ESGNOW.ID, JAKARTA — Energi surya diproyeksikan menjadi tulang punggung transisi energi dalam Rencana Usaha Penyediaan Tenaga Listrik (RUPTL) PLN 2025–2034. Dari total penambahan kapasitas 69,5 gigawatt (GW), sebesar 42,6 GW ditargetkan berasal dari energi terbarukan, dan PLTS (Pembangkit Listrik Tenaga Surya) menyumbang porsi terbesar dengan 17,1 GW.
RUPTL juga mencantumkan rencana kapasitas penyimpanan energi sebesar 10,3 GW untuk mengatasi masalah intermitensi yang melekat pada pembangkit berbasis surya dan bayu. Namun, target ambisius ini menghadapi tantangan besar, terutama kesiapan infrastruktur, regulasi, serta dampak sosial dan lingkungan.
Manajer Energi Terbarukan Trend Asia, Beyrra Triasdian, menilai fokus pada energi surya belum diimbangi dukungan sistemik yang memadai.
“Storage yang masuk dalam bauran tampaknya ditujukan untuk PLTS atau PLTB skala besar, yang berisiko menghadapi intermitensi,” ujar Beyrra kepada Republika, Ahad (1/6/2025).
Ia menyebut konsep smart grid yang kerap disebut krusial untuk integrasi energi terbarukan belum terlihat jelas dalam rencana RUPTL.
Selain itu, kebijakan PLTS atap masih minim insentif dan tidak menyediakan skema ekspor listrik ke jaringan, sehingga pengembangan justru lebih diarahkan pada skala besar, bukan partisipasi publik.

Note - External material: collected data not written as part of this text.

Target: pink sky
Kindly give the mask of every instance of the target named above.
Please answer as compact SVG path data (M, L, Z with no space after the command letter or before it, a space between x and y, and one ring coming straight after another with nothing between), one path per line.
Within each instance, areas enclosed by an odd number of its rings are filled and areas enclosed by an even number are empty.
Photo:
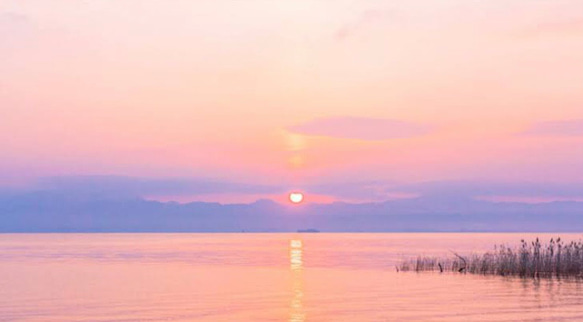
M582 57L579 0L5 0L0 180L583 182Z

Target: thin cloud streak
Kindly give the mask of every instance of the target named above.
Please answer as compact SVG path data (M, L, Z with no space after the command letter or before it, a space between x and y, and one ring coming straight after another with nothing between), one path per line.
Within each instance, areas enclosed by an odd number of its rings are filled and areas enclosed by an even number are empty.
M341 28L336 31L335 38L338 41L345 40L351 37L359 29L363 28L367 24L380 21L389 16L393 16L393 11L383 11L383 10L366 10L364 11L356 21L351 23L346 23Z
M528 136L583 136L583 119L539 122L522 134Z
M315 119L288 130L304 135L380 141L423 136L429 134L432 128L399 120L341 116Z
M583 35L583 19L571 19L566 21L555 21L539 23L526 31L523 31L520 36L525 38L537 37L556 37L556 36L582 36Z
M39 180L38 188L73 195L105 197L192 196L206 194L271 194L282 188L206 178L136 178L125 176L62 176Z
M335 182L319 184L260 185L208 178L136 178L123 176L64 176L44 178L27 191L47 191L71 198L145 198L159 201L193 200L220 203L248 203L260 199L285 201L291 190L303 191L316 203L385 202L420 199L448 204L460 200L545 203L581 200L580 183L494 183L420 182L399 184L386 181ZM12 193L11 193L12 191ZM4 194L24 193L23 189L3 189Z

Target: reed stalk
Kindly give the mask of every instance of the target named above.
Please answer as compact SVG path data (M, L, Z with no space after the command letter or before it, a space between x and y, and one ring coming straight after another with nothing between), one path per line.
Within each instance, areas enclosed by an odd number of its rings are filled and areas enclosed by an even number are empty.
M524 278L583 278L583 241L564 243L561 238L542 244L521 240L519 246L499 245L491 252L450 257L426 257L405 260L397 271L440 271Z

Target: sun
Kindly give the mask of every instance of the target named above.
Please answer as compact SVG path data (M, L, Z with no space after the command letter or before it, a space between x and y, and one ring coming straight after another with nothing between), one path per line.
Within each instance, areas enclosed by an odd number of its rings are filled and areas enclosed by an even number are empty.
M301 192L291 192L289 194L289 201L295 204L301 203L304 201L304 194Z

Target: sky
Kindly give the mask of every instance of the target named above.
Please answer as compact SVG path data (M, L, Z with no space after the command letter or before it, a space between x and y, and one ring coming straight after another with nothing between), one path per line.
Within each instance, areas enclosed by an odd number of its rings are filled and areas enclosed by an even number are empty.
M581 200L581 57L580 0L4 0L0 188Z

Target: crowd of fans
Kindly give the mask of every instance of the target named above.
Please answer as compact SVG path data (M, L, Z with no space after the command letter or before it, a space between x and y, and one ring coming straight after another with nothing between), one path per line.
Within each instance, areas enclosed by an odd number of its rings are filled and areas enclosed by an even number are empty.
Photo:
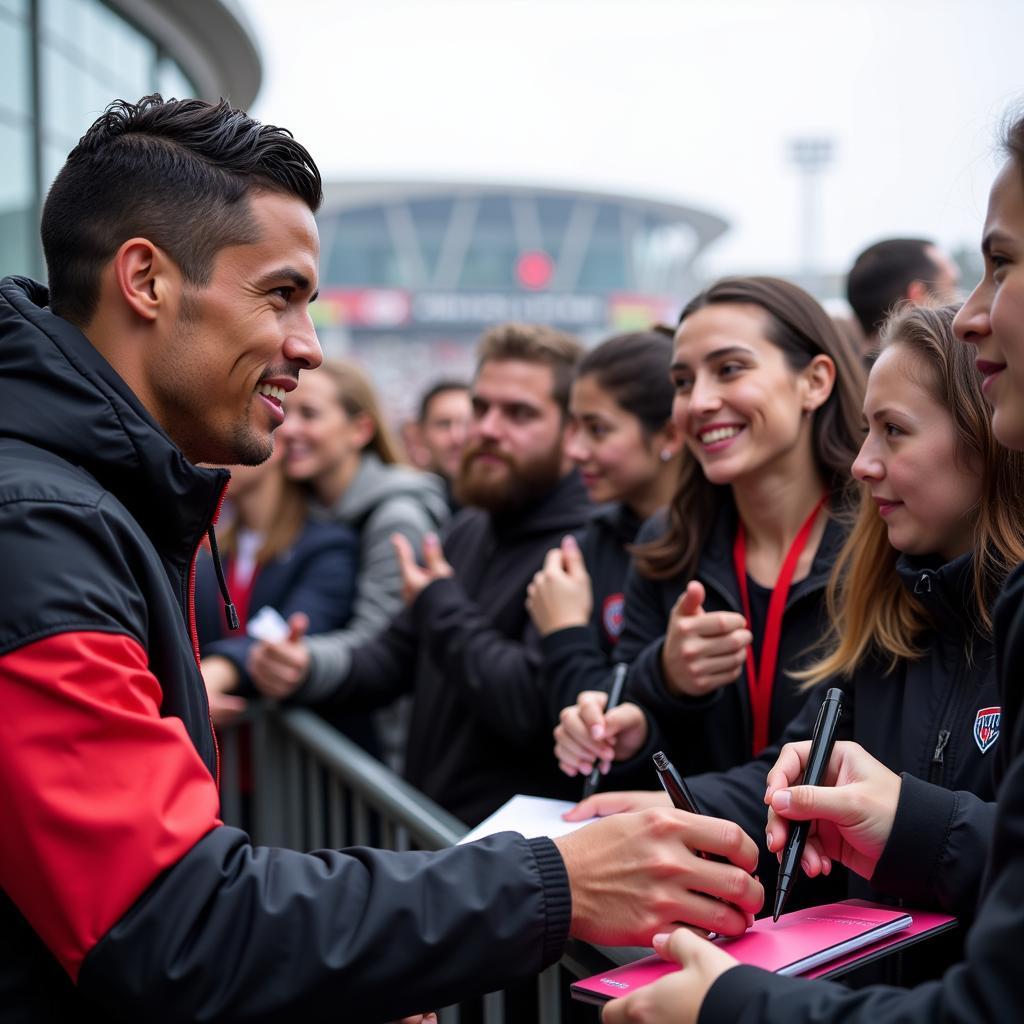
M997 300L1024 248L1024 120L966 305L932 242L890 239L850 269L859 326L758 276L715 281L680 297L676 324L590 350L549 325L495 325L472 380L423 395L404 451L363 371L318 365L308 154L282 134L274 153L219 151L226 170L203 156L184 184L180 165L161 163L161 146L205 153L252 125L223 104L115 105L48 200L52 297L3 284L0 509L26 510L6 521L4 557L32 580L0 607L13 723L0 736L13 836L0 992L34 1008L17 1019L81 1005L322 1020L341 998L343 1019L379 1020L529 977L570 931L653 941L686 965L612 1004L613 1022L1019 1012L1010 787L1024 768L999 721L1020 703L1008 652L1021 645L1010 576L1024 562L1024 304ZM126 138L138 141L128 155ZM122 161L113 178L108 152ZM217 230L224 251L275 268L275 326L260 329L269 354L228 424L218 403L248 355L222 367L218 345L248 353L260 337L211 291L234 294L236 263L204 255L201 239L187 252L148 239L173 237L148 207L115 227L110 211L114 182L125 195L169 182L168 195L216 196L232 175L249 220L224 212L238 195L220 197ZM82 252L105 253L95 272ZM194 305L190 274L213 306ZM169 303L175 288L184 297ZM141 340L149 348L130 344ZM965 341L989 353L986 394ZM254 401L270 426L253 426ZM17 415L30 406L47 410L36 433ZM50 413L61 407L71 431ZM230 483L214 465L232 467ZM570 817L606 820L556 843L506 836L434 856L253 848L217 819L216 752L190 675L192 541L195 656L218 729L254 699L309 706L467 826L516 793L575 799L596 767L601 791ZM833 785L800 787L835 685L849 711ZM54 722L71 753L54 755ZM656 750L703 815L656 791ZM90 795L76 798L85 778ZM902 901L964 928L846 989L762 977L690 933L669 937L677 923L742 932L802 818L816 825L799 901ZM108 858L120 871L94 899L74 879ZM301 963L280 940L300 931ZM202 937L226 935L229 966L211 980Z

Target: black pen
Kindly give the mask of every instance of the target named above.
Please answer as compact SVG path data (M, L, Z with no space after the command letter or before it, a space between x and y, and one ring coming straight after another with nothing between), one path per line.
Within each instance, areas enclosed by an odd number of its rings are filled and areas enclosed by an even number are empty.
M818 712L818 720L814 723L814 735L811 737L811 752L807 758L807 769L804 771L803 786L820 786L821 780L825 777L825 769L832 757L832 747L836 741L836 727L839 719L843 716L843 691L832 687L825 693L825 699L821 703L821 710ZM803 856L804 844L807 842L807 834L810 832L809 821L791 821L789 823L789 837L782 850L782 859L779 861L779 881L775 890L775 910L772 912L772 920L778 921L782 908L786 905L789 897L789 887L792 884L793 876L800 866L800 858Z
M665 756L663 750L655 752L654 767L665 792L668 793L669 800L672 801L672 806L680 811L689 811L690 814L700 814L700 808L697 806L697 801L693 799L689 787L676 771L676 766Z
M609 711L614 708L620 700L622 700L622 688L626 684L626 673L629 671L629 666L620 661L615 666L615 674L612 676L612 689L608 694L608 703L604 707L604 713L607 715ZM587 776L587 781L583 783L583 799L586 800L588 796L593 796L597 789L597 784L601 781L601 765L600 762L595 764Z

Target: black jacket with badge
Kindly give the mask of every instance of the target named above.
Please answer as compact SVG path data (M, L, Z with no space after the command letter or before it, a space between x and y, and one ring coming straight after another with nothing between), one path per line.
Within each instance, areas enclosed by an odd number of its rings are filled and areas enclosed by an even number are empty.
M664 515L648 520L637 536L637 543L659 536L664 531L664 522ZM724 501L694 577L704 584L707 612L742 614L732 558L736 522L734 506L731 501ZM827 628L825 589L843 539L843 528L835 518L829 518L810 572L790 588L772 690L770 741L781 735L803 707L805 696L800 684L786 673L809 662ZM630 784L650 788L654 773L649 754L658 746L663 747L684 775L725 771L751 757L753 721L746 666L734 683L705 697L676 696L666 686L661 668L665 631L672 608L688 582L682 576L649 580L635 569L630 572L618 657L631 666L629 699L644 708L653 727L644 750L614 770L614 784L619 788Z
M227 474L47 300L0 282L0 1022L376 1022L556 960L550 840L300 854L220 822L191 583Z
M558 713L583 690L607 690L625 611L628 547L636 540L640 520L626 505L599 508L579 537L594 600L586 626L558 629L540 641L545 686L551 700L551 725Z
M980 879L980 899L964 959L939 981L910 991L886 986L850 991L822 981L734 967L709 989L699 1024L1003 1024L1024 1007L1024 566L995 610L1001 708L995 757L992 839L984 860L962 865ZM904 780L905 782L906 780ZM883 854L887 855L888 851ZM973 883L972 883L973 884Z
M920 638L922 656L892 672L888 659L871 657L850 678L823 682L760 757L689 783L702 810L738 822L762 847L759 873L771 889L777 865L763 842L765 777L784 743L811 737L825 688L839 686L847 700L837 738L859 743L903 776L892 836L874 877L869 884L851 874L841 897L899 898L968 919L978 899L976 866L991 841L1001 742L998 725L992 728L999 716L992 643L974 625L970 554L946 565L902 556L897 571L932 622ZM800 878L796 891L821 902L814 887Z
M469 825L516 793L579 789L551 756L551 701L525 601L544 556L591 509L575 472L504 518L463 509L443 541L454 576L357 648L329 698L366 709L413 693L406 775Z

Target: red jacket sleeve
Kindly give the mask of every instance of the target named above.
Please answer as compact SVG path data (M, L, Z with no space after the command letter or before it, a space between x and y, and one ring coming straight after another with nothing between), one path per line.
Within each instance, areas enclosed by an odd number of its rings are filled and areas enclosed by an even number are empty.
M0 887L72 979L220 824L216 785L160 699L123 634L62 633L0 658Z

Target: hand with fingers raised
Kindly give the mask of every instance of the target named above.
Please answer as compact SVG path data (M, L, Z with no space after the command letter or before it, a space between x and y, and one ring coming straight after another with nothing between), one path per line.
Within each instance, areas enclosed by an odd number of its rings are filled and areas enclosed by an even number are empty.
M412 604L420 593L435 580L455 575L441 550L441 541L436 533L423 537L423 565L416 561L409 538L401 533L391 535L391 546L395 549L398 567L402 572L402 600Z
M668 619L661 669L670 692L704 697L734 682L753 634L738 612L704 611L704 585L691 580Z
M526 610L541 636L590 622L594 595L576 538L567 536L544 558L526 588Z

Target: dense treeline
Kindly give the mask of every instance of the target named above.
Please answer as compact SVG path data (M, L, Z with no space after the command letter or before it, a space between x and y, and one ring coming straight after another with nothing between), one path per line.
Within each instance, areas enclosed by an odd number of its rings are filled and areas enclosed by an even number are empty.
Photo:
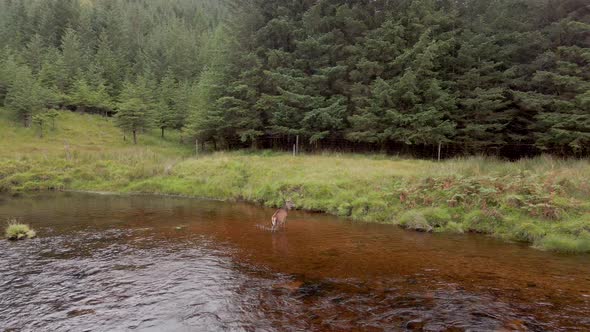
M51 107L118 115L135 133L181 129L216 0L2 0L0 104L31 125Z
M590 153L587 0L20 0L0 28L25 124L55 104L216 146Z

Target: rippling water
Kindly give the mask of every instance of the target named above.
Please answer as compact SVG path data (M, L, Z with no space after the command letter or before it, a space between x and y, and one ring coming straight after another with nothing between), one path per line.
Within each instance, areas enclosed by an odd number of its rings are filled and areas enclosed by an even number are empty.
M152 196L0 198L0 330L590 330L590 257Z

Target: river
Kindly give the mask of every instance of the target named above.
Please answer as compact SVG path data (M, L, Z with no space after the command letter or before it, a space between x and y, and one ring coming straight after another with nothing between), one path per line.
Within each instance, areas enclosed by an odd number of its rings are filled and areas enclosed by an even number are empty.
M0 196L5 331L590 330L590 257L158 196ZM4 223L3 221L1 221ZM1 227L3 228L3 227Z

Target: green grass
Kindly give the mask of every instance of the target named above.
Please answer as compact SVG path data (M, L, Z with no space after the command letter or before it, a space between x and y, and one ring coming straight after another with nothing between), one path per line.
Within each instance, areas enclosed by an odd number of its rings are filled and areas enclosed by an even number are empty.
M39 138L36 128L24 128L8 119L6 111L0 108L0 155L12 159L31 156L65 156L66 146L72 154L101 154L118 152L135 153L139 147L167 156L186 156L192 151L180 145L177 131L167 131L166 138L159 137L159 130L151 130L138 135L139 145L134 146L132 138L114 126L113 119L90 114L60 112L55 122L44 129L44 137Z
M590 234L583 237L549 234L539 241L539 246L564 253L590 252Z
M247 200L434 232L590 252L590 162L550 156L443 162L269 151L191 157L179 134L123 141L109 119L62 113L43 139L0 118L0 191L88 190ZM64 141L68 142L66 152ZM572 245L575 243L575 245Z
M32 239L35 236L37 236L37 233L28 225L18 223L15 220L9 221L8 226L6 226L5 237L8 240Z

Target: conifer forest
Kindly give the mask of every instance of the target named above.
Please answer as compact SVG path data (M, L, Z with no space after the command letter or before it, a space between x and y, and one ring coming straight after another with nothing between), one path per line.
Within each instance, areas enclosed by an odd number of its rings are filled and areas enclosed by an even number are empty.
M216 149L590 153L587 0L3 0L0 105Z

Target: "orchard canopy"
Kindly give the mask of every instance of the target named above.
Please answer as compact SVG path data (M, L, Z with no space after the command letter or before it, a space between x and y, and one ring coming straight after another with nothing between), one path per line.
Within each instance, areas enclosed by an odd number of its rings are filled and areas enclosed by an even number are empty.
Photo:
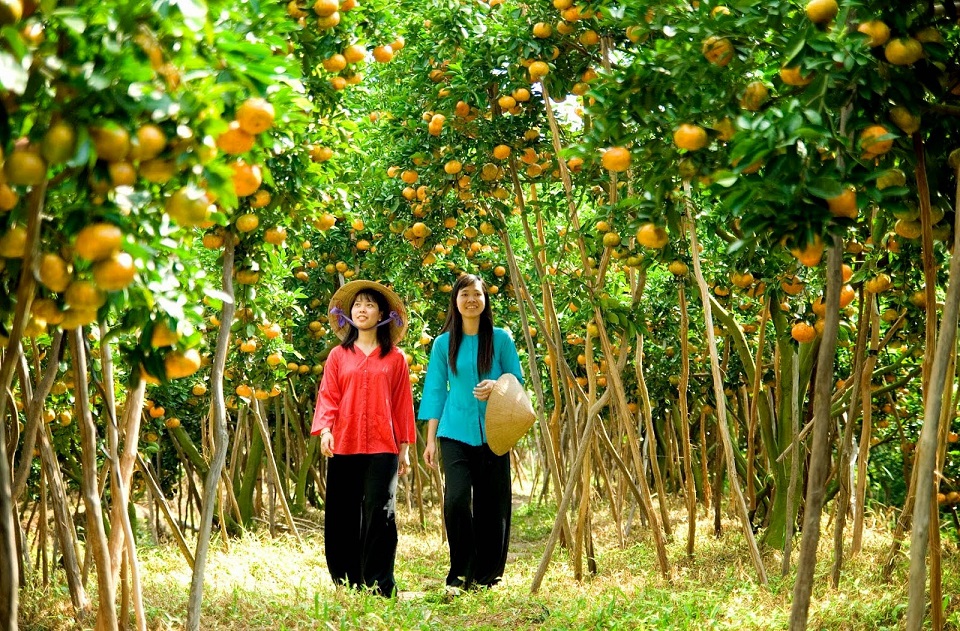
M198 535L199 606L211 532L264 519L263 484L271 528L323 507L333 292L403 296L418 399L462 272L538 410L514 460L557 508L544 564L590 540L591 496L642 512L664 575L665 539L694 555L729 506L758 581L799 546L803 628L821 515L839 576L892 508L908 626L938 619L952 0L0 0L0 40L3 622L52 547L116 625L148 501ZM422 516L441 481L407 477Z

Selain PLTS, PLN menargetkan penambahan kapasitas PLTA (Pembangkit Listrik Tenaga Air) sebesar 11,7 GW. Namun, proyek-proyek PLTA selama ini menimbulkan dampak ekologis dan konflik sosial yang tak bisa diabaikan.
“PLTA umumnya membendung sungai utama, mengubah ekosistem perairan dan memicu konflik dengan masyarakat yang bergantung pada sungai,” kata Beyrra.
Ia menekankan perlunya safeguard yang ketat dan partisipasi penuh masyarakat untuk mencegah dampak buruk pembangunan.
Pemerintah juga merancang pengembangan PLTB sebesar 7,2 GW, panas bumi 5,2 GW, bioenergi 0,9 GW, dan nuklir 0,5 GW.